With that background, you can appreciate the humor in a
headline that appeared in the Wall Street Journal on
Thursday, January 15th, which was: "Upbeat Fed Sees U.S.
Economy Improving and Inflation Tame." The aforementioned
excellent contrarian indicator, which the Economist
uncovered, says that you will make some big money if you
bet against the asinine opinions of the Fed, and wager that
the U.S. economy is deteriorating, and that inflation is
not, ummm, tame.
The Fed's most recent beige book came out and said that
wages are not rising, which wouldn't be so horrible if the
Fed had, in fact, "tamed" the Inflation Monster.
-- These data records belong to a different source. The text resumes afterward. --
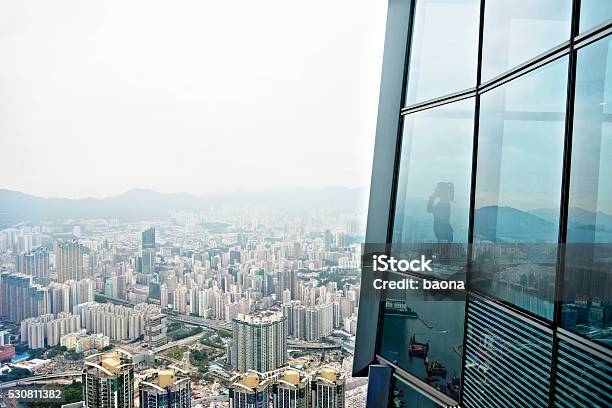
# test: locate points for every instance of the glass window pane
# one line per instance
(516, 31)
(507, 361)
(588, 268)
(404, 396)
(591, 387)
(444, 49)
(433, 197)
(518, 188)
(594, 13)
(422, 332)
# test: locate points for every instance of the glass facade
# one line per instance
(435, 174)
(582, 377)
(422, 333)
(507, 360)
(445, 49)
(594, 13)
(516, 31)
(518, 121)
(502, 163)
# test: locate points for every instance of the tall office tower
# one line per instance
(166, 388)
(328, 389)
(108, 380)
(148, 251)
(319, 322)
(36, 264)
(148, 261)
(155, 329)
(291, 389)
(21, 299)
(61, 297)
(249, 391)
(498, 163)
(47, 330)
(259, 342)
(115, 321)
(82, 292)
(148, 238)
(286, 279)
(69, 261)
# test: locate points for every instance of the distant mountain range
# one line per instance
(143, 204)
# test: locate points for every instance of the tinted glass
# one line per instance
(444, 49)
(588, 269)
(518, 188)
(422, 332)
(583, 377)
(405, 396)
(433, 197)
(516, 31)
(507, 360)
(594, 13)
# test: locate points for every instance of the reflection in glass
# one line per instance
(433, 198)
(518, 188)
(583, 378)
(594, 13)
(405, 396)
(507, 360)
(444, 50)
(516, 31)
(422, 332)
(587, 307)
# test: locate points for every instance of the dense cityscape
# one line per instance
(223, 307)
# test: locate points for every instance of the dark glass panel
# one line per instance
(422, 332)
(507, 360)
(404, 396)
(587, 308)
(518, 188)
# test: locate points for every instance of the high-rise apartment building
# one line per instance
(493, 151)
(259, 342)
(288, 388)
(68, 261)
(148, 238)
(108, 380)
(291, 389)
(308, 323)
(36, 264)
(328, 388)
(250, 390)
(47, 330)
(155, 329)
(148, 251)
(121, 322)
(21, 299)
(165, 388)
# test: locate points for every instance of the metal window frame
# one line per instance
(385, 174)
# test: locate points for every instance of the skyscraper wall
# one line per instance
(68, 261)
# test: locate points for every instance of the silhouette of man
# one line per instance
(438, 205)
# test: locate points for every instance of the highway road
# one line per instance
(35, 378)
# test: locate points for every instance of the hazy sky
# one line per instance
(197, 96)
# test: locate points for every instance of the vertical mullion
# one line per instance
(400, 128)
(472, 193)
(564, 199)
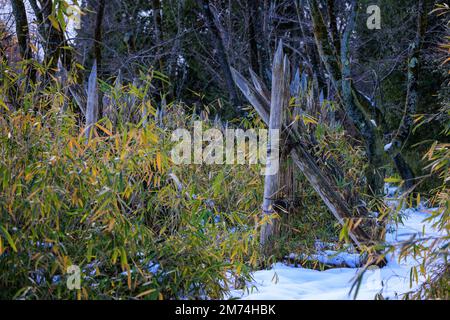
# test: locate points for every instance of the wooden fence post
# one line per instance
(305, 161)
(279, 102)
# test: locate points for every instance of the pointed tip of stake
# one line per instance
(278, 58)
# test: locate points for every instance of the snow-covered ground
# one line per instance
(392, 281)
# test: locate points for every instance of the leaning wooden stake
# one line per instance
(92, 102)
(279, 102)
(307, 164)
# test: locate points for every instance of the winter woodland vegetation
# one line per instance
(91, 92)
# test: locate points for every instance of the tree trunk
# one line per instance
(279, 103)
(221, 53)
(406, 124)
(23, 36)
(308, 165)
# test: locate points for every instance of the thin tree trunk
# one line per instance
(279, 103)
(253, 44)
(98, 49)
(400, 138)
(23, 36)
(308, 165)
(221, 53)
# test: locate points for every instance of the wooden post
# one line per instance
(92, 102)
(306, 162)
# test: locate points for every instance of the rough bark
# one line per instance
(354, 103)
(23, 35)
(221, 52)
(279, 103)
(401, 136)
(308, 165)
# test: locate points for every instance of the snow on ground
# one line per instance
(392, 281)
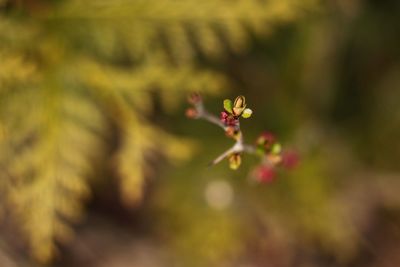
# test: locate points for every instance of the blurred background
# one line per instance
(100, 167)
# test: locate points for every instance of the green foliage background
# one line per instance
(91, 104)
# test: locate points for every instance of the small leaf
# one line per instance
(276, 148)
(247, 113)
(228, 105)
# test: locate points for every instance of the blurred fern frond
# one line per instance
(72, 70)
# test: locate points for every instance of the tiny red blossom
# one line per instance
(290, 159)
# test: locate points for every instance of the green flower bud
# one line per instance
(239, 105)
(247, 113)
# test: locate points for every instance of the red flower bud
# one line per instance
(290, 159)
(264, 174)
(191, 113)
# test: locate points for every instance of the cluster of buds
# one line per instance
(266, 146)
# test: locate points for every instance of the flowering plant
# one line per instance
(266, 146)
But
separately, the Producer Price Index of the Labor
Department was also recently released and showed that, in
one year, Finished Goods are up 4% in price, Intermediate
Goods are up 3.9% in price, and Crude Goods are up 18.5% in
price.
To put a spin on it, the Fed decided to take the 4%
increase in the price of Finished Goods, ignore the hefty
inflation in Intermediate Goods, and ignore the roaring
inflation in Crude Goods, and back out food and energy out
of what is left, and that brought that index down to an
inflation reading of 1%. They think this is real clever.
Then the CPI came out, and it was up 0.2%. Food prices were
up 0.6% for the month, education costs rose 0.4 percent,
health care costs rose 0.6 percent and housing prices rose
0.3 percent. But, and this passes for good news, I suppose,
apparel prices fell 0.4 percent and transportation costs
fell 0.2 percent. These are MONTHLY increases in prices, so
to get the annual increase, multiply each number by twelve,
which I would do for you, but given my adroit handling of a
calculator it would take the rest of the afternoon for me
to do that, and I would get it wrong anyway. But I will get
you started, and will conscript a passing fourth-grade kid
to do the math, and tell you that multiplying 0.6% by
twelve equals a 7.2% annual inflation in food.
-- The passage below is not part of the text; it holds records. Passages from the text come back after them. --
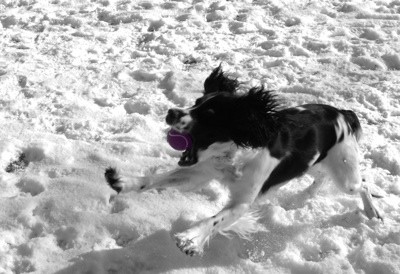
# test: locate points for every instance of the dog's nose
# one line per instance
(173, 116)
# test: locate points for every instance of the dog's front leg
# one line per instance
(192, 240)
(183, 179)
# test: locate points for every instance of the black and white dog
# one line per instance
(248, 143)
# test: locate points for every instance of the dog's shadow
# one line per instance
(154, 254)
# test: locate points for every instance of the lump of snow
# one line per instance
(347, 8)
(134, 106)
(292, 21)
(368, 63)
(8, 21)
(386, 157)
(317, 46)
(392, 60)
(30, 185)
(66, 237)
(118, 18)
(371, 34)
(72, 21)
(143, 76)
(156, 25)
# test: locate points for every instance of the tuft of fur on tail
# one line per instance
(113, 179)
(244, 226)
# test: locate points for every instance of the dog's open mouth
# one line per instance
(188, 158)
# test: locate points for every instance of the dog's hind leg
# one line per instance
(342, 163)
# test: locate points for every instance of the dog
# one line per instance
(252, 145)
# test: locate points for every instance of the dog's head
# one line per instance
(221, 116)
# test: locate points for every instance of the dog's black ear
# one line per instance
(217, 81)
(256, 119)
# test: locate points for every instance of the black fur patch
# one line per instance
(18, 164)
(217, 81)
(113, 179)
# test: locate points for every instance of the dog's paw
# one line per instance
(113, 179)
(187, 246)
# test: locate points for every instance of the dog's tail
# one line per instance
(113, 179)
(352, 120)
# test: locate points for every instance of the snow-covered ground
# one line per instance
(86, 84)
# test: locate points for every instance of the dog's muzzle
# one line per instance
(174, 115)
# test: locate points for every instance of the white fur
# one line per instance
(244, 172)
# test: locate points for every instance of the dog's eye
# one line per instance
(209, 112)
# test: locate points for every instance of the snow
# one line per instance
(87, 84)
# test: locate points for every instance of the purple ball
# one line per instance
(179, 141)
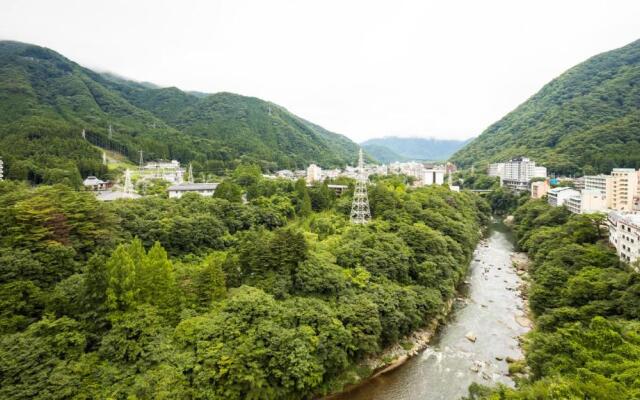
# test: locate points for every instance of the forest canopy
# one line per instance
(211, 298)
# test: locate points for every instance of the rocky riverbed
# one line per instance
(477, 343)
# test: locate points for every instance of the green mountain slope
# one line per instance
(586, 120)
(382, 153)
(47, 100)
(412, 148)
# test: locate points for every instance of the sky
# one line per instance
(365, 69)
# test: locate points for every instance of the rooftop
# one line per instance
(187, 187)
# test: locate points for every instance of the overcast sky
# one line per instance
(443, 69)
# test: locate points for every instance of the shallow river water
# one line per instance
(448, 366)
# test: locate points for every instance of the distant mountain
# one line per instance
(393, 148)
(585, 121)
(47, 100)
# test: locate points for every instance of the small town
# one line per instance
(362, 200)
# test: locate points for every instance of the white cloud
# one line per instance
(361, 68)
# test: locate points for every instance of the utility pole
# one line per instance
(360, 213)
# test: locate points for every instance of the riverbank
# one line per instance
(396, 355)
(489, 314)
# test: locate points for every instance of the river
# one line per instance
(489, 307)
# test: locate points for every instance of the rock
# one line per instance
(523, 321)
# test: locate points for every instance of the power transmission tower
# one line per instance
(128, 186)
(360, 213)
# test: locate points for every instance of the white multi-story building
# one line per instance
(597, 182)
(169, 171)
(558, 196)
(539, 189)
(314, 173)
(523, 169)
(433, 177)
(587, 201)
(622, 188)
(203, 189)
(624, 234)
(517, 173)
(496, 169)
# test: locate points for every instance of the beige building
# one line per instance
(621, 189)
(624, 235)
(314, 173)
(587, 201)
(539, 189)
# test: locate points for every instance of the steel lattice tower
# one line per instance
(360, 213)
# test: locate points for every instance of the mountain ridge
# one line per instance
(587, 120)
(46, 100)
(394, 148)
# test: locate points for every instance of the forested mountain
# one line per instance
(212, 298)
(394, 148)
(586, 120)
(47, 100)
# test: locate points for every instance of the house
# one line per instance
(93, 183)
(433, 176)
(314, 173)
(204, 189)
(107, 195)
(558, 196)
(338, 189)
(539, 189)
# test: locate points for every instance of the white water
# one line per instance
(445, 369)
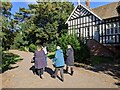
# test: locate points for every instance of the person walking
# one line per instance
(70, 59)
(40, 63)
(59, 63)
(45, 51)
Of course, the lying weasels in the Fed and in the
government proper are all strutting around saying how
inflation is tame, quiescent, and non-existent. To which I
say, as you knew I would, "What a load of crap!" Three-
percent annual inflation in food and energy used to be
enough to cause heart attacks in bankers and bond holders,
and here we are looking at a trend that is more than TWICE
that!
If you have a heart problem, now would be the time to make
that doctor's appointment you've been putting off.
Regards,
The Mogambo Guru
for the Daily Reckoning
P.S. On a happier note, I am sure that you, like me, are
anxiously anticipating tomorrow, January 27, which is
Mozart's birthday, and you are now busy with the
preparations, what with all the buying and decorating the
Mozart tree, and hanging the Mozart lights along the eaves
of your house, and dying eggs for the big Mozart egg hunt
and all.
And this happy time of year, as an example of how it is
always feast or famine around here, also coincides with the
annual Girl Scout Cookie bonanza, and so the Mogambo will
soon be indulging in an orgy of sugary, chocolate treats
while listening to the magical, incredible Mozart on the
stereo. And I suggest that you do the same, because it just
doesn't get any better than that.
And the added benefit is that you get to forget about the
Fed's stupendous, incredible, ineffable idiocy while you're
happily munching and listening... for a day, anyway.